You have to hand it to credit card companies. Through dismal U.S. employment conditions, weak consumer spending and outright hostility with merchants, they nonetheless produce big results for investors.
In the case of Visa Inc. and MasterCard Inc. , both stocks are flirting with record highs on Thursday. And both are about 25 per cent above their highs before the 2008 financial crisis -- when unemployment was low, homes were bank accounts and credit cards were seen by consumers as acceptable debt. There have been a number of scares since then, of course: Beside economic setbacks, regulators have targeted the interest rates credit card companies can charge on balances and, in the case of MasterCard, tensions with merchants over transaction fees have spilled into litigation.

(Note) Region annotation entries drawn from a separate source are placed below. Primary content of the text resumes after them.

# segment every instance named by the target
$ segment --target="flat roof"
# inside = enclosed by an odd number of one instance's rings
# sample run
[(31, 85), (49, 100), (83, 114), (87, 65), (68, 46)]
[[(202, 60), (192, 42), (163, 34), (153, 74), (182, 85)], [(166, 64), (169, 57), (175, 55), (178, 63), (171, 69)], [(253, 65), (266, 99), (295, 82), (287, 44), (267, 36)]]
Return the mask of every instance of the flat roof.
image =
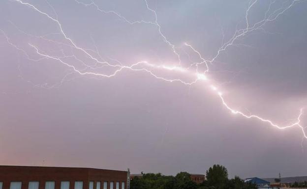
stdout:
[(67, 169), (94, 169), (94, 170), (105, 170), (105, 171), (121, 171), (121, 172), (127, 172), (127, 171), (123, 171), (119, 170), (114, 170), (114, 169), (100, 169), (97, 168), (92, 168), (92, 167), (61, 167), (61, 166), (31, 166), (31, 165), (0, 165), (0, 167), (32, 167), (32, 168), (67, 168)]

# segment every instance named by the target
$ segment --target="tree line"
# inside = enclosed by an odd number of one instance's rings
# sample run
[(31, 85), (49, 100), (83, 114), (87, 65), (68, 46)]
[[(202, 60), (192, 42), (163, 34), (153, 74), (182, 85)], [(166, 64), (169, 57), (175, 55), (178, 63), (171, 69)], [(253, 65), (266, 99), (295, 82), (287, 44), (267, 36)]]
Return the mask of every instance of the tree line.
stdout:
[(142, 174), (130, 181), (131, 189), (256, 189), (255, 184), (246, 183), (239, 177), (228, 179), (227, 169), (215, 164), (207, 171), (206, 180), (197, 184), (191, 179), (186, 172), (181, 172), (175, 176), (161, 173)]

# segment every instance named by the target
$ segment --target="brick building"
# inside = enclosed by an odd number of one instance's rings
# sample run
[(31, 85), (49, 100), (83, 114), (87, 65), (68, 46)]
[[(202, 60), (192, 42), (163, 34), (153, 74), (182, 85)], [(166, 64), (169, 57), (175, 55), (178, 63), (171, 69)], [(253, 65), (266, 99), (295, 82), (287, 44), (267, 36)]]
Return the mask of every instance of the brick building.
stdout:
[(129, 171), (0, 165), (0, 189), (129, 189)]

You wouldn't know it from financial results, though. MasterCard shares surged more than 6 per cent on Thursday morning after it reported its quarterly rsults. It took a massive $495-million (U.S.) charge related to a lawsuit with merchants, which reduced its fourth-quarter earnings to $19-million -- but investors looked beyond what it sees as a one-time setback and focused instead on operating earnings of $4.03 a share.
Visa piggybacked on the gains, rising about 2.5 per cent on Thursday. It is expected to release its fourth-quarter results on Feb. 8. You can't blame investors for being enthusiastic: Credit card companies, it seems, are money machines.